The year is 2509 and Earth is a rather polluted blue dot that suffers from global warming, overpopulation and not enough people using deodorant. Blake Carter, star agent with the Planetary Bureau of Investigation, is having a bad day that spirals out of control when the world is held to ransom by his nemesis, evil genius Bartholomew Badde.

Fans of Terry Pratchett and Douglas Adams will love this interplanetary adventure from Darrell Pitt, author of the Jack Mason Adventures. Enjoy this extract from the hilarious new A Toaster on Mars.


A NOTE FROM THE EDITOR

I’m Zeeb Blatsnart. Yes, that Zeeb Blatsnart. No doubt you know me from my appearances on the Interplanetary Nature Channel—Prodding Exotic Creatures, The Glecks of Totalis Four and The Rhinorats of Sirius.
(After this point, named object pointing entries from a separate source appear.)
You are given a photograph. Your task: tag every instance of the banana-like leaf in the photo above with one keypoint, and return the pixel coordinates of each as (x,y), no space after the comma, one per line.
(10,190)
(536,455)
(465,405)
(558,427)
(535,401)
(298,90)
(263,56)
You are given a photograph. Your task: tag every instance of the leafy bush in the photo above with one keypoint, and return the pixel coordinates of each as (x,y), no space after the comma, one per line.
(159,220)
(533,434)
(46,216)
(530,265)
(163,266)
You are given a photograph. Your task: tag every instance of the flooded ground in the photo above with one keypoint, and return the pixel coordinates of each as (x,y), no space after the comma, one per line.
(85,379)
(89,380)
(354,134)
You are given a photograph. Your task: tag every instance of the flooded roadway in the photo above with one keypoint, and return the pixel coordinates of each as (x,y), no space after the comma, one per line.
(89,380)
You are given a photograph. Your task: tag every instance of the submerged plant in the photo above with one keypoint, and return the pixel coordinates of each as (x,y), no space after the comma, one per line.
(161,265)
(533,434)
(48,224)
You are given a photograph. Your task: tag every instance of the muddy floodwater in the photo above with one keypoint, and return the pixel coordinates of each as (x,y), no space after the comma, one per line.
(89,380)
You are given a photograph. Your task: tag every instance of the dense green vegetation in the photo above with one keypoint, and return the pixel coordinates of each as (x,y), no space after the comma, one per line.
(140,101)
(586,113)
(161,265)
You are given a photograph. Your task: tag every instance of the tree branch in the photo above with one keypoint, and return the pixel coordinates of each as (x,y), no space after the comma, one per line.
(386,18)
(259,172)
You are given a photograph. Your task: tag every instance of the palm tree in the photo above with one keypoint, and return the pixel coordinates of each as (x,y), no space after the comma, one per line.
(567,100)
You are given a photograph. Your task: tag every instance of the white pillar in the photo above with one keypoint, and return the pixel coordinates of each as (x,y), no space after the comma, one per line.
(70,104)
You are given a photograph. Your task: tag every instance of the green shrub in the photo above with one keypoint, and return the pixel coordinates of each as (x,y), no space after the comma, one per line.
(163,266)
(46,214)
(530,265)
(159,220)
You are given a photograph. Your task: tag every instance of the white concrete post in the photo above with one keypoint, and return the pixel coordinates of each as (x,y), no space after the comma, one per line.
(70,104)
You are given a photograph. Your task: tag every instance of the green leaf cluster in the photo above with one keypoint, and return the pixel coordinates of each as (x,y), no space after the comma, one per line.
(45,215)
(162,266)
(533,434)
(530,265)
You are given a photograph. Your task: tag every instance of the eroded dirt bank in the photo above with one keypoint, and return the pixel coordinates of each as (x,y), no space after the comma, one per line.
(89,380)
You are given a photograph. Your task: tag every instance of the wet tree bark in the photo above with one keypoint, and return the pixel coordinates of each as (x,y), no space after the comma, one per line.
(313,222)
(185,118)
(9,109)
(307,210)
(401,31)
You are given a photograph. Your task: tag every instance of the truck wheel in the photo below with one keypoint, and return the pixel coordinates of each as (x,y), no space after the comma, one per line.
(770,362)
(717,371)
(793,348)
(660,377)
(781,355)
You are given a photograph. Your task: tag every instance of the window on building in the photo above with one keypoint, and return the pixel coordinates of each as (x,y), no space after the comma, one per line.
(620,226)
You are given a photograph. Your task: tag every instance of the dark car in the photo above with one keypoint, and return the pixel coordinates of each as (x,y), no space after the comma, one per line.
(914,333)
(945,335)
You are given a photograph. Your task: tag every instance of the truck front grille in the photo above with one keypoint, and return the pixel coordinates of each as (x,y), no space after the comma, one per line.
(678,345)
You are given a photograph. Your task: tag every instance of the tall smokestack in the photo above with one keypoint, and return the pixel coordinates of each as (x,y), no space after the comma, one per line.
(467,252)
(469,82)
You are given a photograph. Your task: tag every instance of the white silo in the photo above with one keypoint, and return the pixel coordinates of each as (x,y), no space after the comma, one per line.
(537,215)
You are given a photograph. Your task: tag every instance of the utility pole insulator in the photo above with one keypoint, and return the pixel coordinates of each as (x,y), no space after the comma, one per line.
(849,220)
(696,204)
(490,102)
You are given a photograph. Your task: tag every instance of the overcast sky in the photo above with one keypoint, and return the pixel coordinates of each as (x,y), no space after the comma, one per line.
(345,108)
There are few corners of the galaxy to which I have not travelled, and little I have not seen with my five eyes. Some may consider me a know-it-all, but I prefer to think of myself as being better informed than anyone else in the universe.

I’ve been asked to edit this adventure about Blake Carter, a law-enforcement agent living on Earth. Oh, you haven’t heard of Earth? I’m not surprised. It’s a rather polluted blue dot suffering from global warming, overpopulation and not enough people using deodorant.

First, I should make clear that at no point in this story does a toaster appear on the planet Mars. Nor on Jupiter, Venus, Mercury or any other planet local to Earth. There isn’t even a toaster in any nearby star system, although there is a waffle maker on Rygil Five and a rather nice casserole dish on Xypod Nine, but these culinary devices have nothing to do with our story.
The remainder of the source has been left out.